Public Policy Polling, a North Carolina firm, released results Wednesday that showed the “yes” side leading 48-44 percent, with 7 percent undecided. A Critical Insights poll released last week showed 51 percent voting yes for repeal, 43 percent no and 6 percent undecided.

Both sides say they expect a very close race.

“It’s obviously a close race and getting closer,” said Jen Webber, a spokeswoman for the No on 1 campaign. “We’re getting our message out and we’re gaining traction.”

David Farmer, spokesman for Yes on 1, cautioned against interpreting the poll results as indicating a drop in their level of support. “You can’t say we were 51 percent last week and 48 percent this week,” he said. “The polls are different. The yes campaign is in the lead and we’ve been consistently in the lead in the polls.”

Former Senate Majority Leader George Mitchell, a Democrat and Waterville native who recently served as a special envoy for the Obama administration, endorsed a yes vote Wednesday, according to the campaign.

“Our country has consistently marched forward, making our elections more accessible and open, and encouraging more people to participate,” Mitchell said in a prepared statement.

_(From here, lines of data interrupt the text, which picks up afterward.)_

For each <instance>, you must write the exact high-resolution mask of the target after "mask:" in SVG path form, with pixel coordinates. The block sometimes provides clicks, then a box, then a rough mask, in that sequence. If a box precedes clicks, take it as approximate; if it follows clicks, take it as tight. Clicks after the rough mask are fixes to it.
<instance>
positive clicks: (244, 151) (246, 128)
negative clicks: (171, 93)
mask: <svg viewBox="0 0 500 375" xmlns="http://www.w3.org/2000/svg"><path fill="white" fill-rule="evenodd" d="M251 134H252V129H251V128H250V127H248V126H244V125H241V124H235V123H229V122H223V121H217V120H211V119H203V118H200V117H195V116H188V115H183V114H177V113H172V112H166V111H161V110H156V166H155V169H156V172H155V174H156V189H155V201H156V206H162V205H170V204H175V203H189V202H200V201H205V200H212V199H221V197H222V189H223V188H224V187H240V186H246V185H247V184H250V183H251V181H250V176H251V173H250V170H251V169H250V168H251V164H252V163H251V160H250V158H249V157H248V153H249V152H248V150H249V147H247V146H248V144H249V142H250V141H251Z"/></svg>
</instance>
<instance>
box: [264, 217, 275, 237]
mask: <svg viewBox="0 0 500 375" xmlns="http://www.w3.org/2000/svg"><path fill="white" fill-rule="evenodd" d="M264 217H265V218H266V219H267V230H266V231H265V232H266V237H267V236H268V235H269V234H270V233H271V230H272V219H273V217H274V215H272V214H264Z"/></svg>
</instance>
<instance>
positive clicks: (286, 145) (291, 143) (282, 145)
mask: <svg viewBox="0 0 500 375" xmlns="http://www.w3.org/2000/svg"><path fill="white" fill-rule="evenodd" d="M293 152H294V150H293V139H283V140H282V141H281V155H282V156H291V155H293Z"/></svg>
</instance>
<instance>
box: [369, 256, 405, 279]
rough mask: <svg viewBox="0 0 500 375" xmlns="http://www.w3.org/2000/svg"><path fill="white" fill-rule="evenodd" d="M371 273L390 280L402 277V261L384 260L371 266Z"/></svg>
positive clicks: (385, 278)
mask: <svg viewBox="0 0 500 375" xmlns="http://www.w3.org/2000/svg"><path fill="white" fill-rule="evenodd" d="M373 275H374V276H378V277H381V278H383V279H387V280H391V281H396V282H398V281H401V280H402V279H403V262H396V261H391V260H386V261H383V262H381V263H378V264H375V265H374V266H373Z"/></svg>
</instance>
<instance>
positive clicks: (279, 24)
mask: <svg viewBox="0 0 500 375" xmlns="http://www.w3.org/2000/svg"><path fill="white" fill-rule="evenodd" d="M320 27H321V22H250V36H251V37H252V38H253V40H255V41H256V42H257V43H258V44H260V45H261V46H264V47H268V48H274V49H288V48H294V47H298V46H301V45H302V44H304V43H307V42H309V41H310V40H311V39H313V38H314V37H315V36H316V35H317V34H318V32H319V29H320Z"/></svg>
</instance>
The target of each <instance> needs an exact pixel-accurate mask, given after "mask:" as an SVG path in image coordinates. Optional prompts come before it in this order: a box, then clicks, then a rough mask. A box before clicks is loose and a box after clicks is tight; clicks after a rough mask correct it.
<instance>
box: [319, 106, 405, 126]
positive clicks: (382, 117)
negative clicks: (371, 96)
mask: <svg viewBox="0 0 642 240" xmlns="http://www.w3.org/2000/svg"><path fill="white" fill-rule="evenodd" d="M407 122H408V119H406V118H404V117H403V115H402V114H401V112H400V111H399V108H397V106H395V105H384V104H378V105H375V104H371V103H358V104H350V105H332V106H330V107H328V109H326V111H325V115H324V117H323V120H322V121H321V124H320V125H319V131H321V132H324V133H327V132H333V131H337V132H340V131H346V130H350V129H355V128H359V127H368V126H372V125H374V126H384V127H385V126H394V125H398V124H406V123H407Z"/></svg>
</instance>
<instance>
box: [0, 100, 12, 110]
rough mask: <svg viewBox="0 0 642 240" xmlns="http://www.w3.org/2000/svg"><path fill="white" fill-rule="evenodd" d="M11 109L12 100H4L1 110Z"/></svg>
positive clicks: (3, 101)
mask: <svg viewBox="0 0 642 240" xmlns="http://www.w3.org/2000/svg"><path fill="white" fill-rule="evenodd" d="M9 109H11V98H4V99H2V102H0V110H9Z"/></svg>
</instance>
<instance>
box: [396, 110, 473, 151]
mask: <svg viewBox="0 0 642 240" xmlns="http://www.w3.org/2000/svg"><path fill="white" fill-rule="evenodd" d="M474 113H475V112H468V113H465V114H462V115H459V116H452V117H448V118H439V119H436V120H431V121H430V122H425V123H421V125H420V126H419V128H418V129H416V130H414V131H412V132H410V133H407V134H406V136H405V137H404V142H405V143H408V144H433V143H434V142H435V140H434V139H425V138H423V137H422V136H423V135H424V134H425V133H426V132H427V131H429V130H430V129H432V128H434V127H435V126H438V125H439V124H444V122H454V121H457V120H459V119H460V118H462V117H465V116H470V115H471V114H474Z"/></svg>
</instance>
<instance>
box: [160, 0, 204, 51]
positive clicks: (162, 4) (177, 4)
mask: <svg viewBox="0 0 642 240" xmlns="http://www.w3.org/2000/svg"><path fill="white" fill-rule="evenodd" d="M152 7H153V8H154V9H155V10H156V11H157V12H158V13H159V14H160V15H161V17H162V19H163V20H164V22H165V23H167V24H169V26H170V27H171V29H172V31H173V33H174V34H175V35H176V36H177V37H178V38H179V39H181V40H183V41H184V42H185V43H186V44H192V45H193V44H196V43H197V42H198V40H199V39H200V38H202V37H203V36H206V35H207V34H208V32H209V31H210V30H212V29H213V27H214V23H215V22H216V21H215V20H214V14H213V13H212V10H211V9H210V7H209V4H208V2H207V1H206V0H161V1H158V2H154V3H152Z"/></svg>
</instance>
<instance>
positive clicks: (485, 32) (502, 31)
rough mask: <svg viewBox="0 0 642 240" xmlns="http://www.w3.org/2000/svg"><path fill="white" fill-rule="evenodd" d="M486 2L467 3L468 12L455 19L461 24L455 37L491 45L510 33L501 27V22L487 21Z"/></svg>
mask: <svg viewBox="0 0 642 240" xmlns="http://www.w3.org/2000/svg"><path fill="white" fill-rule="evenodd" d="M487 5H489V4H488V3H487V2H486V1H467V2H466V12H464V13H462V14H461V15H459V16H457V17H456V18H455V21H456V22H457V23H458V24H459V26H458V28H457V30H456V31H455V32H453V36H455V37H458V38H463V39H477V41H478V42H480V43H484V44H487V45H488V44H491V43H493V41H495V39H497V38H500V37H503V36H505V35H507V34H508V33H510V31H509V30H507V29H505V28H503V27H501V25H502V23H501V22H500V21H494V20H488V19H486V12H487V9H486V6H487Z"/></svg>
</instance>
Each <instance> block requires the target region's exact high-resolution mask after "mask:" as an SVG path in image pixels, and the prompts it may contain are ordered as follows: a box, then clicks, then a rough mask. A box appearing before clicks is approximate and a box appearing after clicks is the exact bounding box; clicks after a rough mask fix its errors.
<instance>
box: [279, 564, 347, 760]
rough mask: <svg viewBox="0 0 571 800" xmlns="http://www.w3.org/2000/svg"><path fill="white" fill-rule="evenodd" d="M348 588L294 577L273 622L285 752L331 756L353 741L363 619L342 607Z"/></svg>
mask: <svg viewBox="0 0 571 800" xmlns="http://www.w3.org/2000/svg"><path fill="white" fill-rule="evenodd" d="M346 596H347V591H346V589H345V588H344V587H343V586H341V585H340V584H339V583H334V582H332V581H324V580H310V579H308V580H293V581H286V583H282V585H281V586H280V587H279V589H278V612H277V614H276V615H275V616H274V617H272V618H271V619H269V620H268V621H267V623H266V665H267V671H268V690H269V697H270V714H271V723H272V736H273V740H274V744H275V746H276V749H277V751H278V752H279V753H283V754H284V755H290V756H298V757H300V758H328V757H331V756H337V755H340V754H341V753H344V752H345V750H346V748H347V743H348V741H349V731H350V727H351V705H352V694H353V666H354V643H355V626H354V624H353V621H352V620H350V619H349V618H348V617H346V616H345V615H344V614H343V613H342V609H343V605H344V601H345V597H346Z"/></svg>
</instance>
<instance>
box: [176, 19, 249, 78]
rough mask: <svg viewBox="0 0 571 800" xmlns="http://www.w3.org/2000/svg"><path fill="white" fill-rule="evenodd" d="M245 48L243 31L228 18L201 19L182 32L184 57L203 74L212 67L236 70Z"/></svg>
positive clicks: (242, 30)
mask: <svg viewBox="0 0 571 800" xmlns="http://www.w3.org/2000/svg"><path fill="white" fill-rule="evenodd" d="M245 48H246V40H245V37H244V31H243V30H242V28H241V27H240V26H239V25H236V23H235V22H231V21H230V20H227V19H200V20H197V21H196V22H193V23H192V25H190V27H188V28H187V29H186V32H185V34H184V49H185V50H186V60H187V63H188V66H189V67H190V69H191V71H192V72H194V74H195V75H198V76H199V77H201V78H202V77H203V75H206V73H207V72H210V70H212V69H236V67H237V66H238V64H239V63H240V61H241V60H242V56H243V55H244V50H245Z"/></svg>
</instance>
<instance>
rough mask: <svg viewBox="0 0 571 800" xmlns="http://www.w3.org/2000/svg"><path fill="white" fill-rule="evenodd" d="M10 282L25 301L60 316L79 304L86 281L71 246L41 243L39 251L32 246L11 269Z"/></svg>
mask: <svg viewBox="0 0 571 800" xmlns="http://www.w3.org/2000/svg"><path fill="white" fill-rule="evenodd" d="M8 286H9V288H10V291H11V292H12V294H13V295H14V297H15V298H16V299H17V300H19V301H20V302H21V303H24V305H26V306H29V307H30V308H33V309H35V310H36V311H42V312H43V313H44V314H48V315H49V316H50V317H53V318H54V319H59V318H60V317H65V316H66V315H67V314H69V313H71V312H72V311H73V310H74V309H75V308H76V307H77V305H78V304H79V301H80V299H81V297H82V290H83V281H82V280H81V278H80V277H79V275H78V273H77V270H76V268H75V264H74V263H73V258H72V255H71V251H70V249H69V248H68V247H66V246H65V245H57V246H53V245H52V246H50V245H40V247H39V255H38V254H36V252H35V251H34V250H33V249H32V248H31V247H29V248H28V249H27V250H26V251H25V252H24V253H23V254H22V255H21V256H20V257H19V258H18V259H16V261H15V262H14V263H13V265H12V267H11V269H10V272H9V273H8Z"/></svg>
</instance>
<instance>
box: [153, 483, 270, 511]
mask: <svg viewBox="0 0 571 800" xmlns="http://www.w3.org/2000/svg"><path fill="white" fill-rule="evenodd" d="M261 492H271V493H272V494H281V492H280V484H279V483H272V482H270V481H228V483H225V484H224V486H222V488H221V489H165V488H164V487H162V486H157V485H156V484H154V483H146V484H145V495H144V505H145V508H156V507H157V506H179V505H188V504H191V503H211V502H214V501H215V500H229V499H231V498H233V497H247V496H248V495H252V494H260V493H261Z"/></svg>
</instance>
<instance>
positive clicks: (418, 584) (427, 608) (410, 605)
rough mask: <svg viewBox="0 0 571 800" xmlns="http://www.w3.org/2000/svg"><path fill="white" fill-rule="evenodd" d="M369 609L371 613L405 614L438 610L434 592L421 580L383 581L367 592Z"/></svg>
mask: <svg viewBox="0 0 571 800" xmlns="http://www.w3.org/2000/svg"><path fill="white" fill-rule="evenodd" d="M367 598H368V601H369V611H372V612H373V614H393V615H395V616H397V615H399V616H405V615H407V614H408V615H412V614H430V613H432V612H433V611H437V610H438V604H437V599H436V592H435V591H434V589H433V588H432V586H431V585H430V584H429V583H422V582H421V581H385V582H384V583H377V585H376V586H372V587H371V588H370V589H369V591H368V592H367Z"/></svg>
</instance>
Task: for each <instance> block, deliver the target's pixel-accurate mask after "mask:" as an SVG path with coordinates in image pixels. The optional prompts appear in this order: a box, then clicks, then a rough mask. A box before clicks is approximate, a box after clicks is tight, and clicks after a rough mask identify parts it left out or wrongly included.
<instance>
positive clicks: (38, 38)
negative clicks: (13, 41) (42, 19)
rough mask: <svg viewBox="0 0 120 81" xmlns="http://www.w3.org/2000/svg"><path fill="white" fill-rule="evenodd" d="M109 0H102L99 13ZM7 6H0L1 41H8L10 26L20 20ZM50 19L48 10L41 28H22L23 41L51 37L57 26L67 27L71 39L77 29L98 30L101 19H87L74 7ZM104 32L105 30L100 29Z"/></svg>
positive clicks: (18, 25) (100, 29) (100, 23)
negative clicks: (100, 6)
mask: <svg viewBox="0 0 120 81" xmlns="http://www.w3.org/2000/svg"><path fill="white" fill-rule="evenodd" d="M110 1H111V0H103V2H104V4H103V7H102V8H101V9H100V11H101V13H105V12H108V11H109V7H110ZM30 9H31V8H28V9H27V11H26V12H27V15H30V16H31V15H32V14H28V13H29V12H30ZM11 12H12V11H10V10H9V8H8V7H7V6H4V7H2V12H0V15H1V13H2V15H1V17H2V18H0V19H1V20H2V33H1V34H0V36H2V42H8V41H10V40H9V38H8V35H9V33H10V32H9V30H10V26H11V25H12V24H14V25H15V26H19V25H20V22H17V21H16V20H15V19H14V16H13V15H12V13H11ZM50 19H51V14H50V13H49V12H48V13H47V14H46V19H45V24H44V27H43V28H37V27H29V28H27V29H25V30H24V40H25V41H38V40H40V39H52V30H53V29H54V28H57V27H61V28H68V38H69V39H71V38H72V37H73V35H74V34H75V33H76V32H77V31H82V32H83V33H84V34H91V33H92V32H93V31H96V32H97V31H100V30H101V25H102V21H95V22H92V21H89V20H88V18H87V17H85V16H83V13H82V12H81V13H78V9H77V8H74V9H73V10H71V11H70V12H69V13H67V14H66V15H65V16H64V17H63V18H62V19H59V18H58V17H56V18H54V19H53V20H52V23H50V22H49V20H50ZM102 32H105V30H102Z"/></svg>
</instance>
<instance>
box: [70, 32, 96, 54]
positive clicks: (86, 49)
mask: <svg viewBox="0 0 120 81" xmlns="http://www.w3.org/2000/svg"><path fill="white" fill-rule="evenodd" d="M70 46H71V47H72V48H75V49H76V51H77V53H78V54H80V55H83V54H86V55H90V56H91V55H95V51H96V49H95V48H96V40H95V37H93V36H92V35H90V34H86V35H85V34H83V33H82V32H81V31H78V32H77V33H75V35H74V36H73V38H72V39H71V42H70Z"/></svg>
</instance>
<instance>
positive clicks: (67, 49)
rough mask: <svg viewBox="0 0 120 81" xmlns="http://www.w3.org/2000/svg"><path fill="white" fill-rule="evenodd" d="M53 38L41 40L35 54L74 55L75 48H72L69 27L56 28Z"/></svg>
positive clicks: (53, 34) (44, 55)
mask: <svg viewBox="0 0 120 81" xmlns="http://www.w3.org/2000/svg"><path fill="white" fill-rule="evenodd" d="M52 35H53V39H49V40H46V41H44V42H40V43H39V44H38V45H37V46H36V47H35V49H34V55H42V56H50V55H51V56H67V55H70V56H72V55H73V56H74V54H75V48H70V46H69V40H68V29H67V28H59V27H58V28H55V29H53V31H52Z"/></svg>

The PPP poll surveyed 673 Mainers from Oct. 28-31 and has a margin of error of 3.8 percentage points. It was conducted by automated telephone interviews, and the firm is considered a Democratic polling company.

Critical Insights, based in Portland, completed 600 phone interviews from Oct. 18-23. Its poll has a margin of error of 4 percentage points.

Like all close elections, this one will come down to which side does a better job getting supporters to the polls. That’s especially important in an off-year election when there are no major candidates on the statewide ballot.

The No on 1 campaign faced a setback earlier this week when the staff at the ethics commission levied a $3,251 fine because it missed a campaign finance report filing deadline by two days.

“That was an error on our part,” Webber said. “We’re not planning on contesting it.”

The question is on the ballot because Democratic-leaning groups such as the Maine People’s Alliance gathered the signatures necessary to call for a people’s veto vote on a law passed earlier this year by the Legislature. Supported mostly by Republicans, the law would end the state’s nearly 40-year-old practice of allowing people to register and vote on Election Day.

The bill was heavily lobbied by Maine Republican Party Chairman Charlie Webster, who said clerks in the college town of Farmington had problems keeping up with new registrations from students who showed up to vote. Clerks often didn’t have enough time to properly ensure that the students were Maine residents, he said.

“We need to secure Maine elections better,” Webber said. “They are woefully unsecure right now, error-prone and lax.” She said 41 other states require waiting periods before allowing newly registered people to vote.

Supporters of Election Day registration say there is no evidence of fraud and that the practice has contributed to the state’s traditionally high voter turnout.

“Same-day voter registration in Maine has worked for 40 years,” Farmer said. “Democracy is healthier when more people are able to participate.”